Chinese tech giant Baidu today introduced ERNIE 2.0, a conversational AI framework and model that works in Chinese and English. ERNIE 2.0 achieves state-of-the-art results better than Google’s BERT and XLNet in a range of language understanding benchmarks and state-of-the-art results in 9 Chinese natural language tasks.
ERNIE stands for Enhanced Representation through Knowledge Integration, and like Google’s BERT, ERNIE 2.0 relies on a transformer encoder and the BookCorpus data set for training.
ERNIE outperformed other high-ranking NLP models in tasks like sentiment analysis on movie reviews (SST-2) or the ability to infer meaning from a sentence (MNLI).
ERNIE 2.0 builds on the first version of ERNIE, a Chinese language understanding model open-sourced by Baidu earlier this year. Both the original and ERNIE 2.0 achieve state-of-the-art results in a variety of Chinese language benchmarks.

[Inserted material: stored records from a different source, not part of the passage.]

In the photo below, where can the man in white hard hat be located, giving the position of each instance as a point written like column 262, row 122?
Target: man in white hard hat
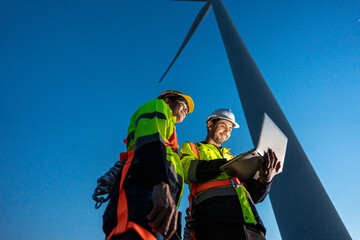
column 222, row 207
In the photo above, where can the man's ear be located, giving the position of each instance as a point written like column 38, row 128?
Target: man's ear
column 210, row 125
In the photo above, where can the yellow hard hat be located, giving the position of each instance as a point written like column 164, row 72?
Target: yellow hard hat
column 188, row 99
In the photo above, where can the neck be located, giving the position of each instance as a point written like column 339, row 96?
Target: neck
column 211, row 141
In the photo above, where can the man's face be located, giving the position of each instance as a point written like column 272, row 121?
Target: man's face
column 179, row 109
column 220, row 131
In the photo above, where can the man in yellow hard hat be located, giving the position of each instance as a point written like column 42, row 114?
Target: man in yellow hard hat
column 146, row 196
column 222, row 207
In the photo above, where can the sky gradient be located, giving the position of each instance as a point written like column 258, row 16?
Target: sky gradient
column 73, row 72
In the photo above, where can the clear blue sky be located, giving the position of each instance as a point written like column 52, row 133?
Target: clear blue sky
column 73, row 72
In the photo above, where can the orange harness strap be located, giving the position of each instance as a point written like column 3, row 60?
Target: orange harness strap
column 172, row 142
column 123, row 223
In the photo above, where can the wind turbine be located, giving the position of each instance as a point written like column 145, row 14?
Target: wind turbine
column 302, row 208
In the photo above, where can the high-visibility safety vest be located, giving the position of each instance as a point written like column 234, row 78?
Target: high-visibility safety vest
column 153, row 121
column 223, row 184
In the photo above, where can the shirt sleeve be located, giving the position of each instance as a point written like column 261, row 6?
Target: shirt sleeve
column 197, row 170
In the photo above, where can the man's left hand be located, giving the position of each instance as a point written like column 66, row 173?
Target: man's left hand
column 269, row 168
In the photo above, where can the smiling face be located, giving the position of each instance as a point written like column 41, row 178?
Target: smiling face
column 219, row 132
column 179, row 109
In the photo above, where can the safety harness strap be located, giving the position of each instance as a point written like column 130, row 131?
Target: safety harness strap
column 123, row 223
column 172, row 142
column 235, row 182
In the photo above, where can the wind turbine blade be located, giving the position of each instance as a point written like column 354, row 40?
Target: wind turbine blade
column 297, row 192
column 194, row 26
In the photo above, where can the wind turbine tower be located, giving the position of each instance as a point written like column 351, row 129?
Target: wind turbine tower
column 302, row 208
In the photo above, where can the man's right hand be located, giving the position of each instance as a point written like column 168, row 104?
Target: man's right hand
column 163, row 216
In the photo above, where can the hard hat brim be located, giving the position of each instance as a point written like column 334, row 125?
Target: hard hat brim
column 188, row 99
column 235, row 125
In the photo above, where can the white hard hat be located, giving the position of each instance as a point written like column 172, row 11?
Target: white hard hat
column 225, row 114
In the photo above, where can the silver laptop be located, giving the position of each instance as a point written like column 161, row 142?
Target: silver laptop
column 246, row 165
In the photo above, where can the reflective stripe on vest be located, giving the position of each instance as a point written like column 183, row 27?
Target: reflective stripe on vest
column 238, row 186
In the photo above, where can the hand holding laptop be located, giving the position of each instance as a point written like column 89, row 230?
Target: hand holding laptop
column 269, row 168
column 248, row 165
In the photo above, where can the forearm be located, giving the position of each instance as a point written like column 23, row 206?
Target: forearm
column 258, row 191
column 202, row 170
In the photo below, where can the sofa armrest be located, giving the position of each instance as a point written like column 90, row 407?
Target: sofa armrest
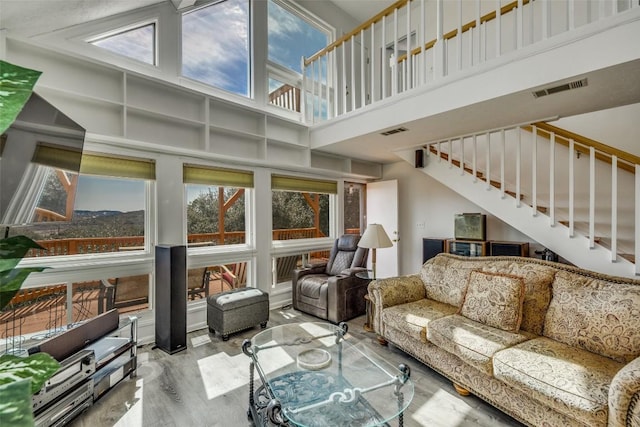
column 392, row 291
column 624, row 396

ERNIE 2.0 applies multitask learning and a series of pretraining tasks such as capital letter predictions (since capitalized words often contain proper nouns) and tasks to do things like learn relationships between sentences or dole out semantic understanding.
All pretraining tasks use self-supervised or weak-supervised signals that can be obtained from massive data without human labels.
It also relies on something Baidu refers to as continual pretraining.
“The process of continual pre-training contains two steps. Firstly, we continually construct unsupervised pre-training tasks with big corpus and/or priori knowledge available. Secondly, we incrementally update the ERNIE model via multi-task learning,” a paper on the subject published Monday on arXiv reads.
In other news, earlier this month at its annual AI developer conference, Baidu announced that its Apollo autonomous vehicle system has driven more than 1 million miles in Chinese cities, and shared plans to collaborate with Intel on its Nervana Neural Network project.
Toward Baidu’s goal stated two years ago to make its Duer conversational platform available to everyone, Baidu also announced Duer now powers voice commands for 400 million devices, up from 100 million one year ago.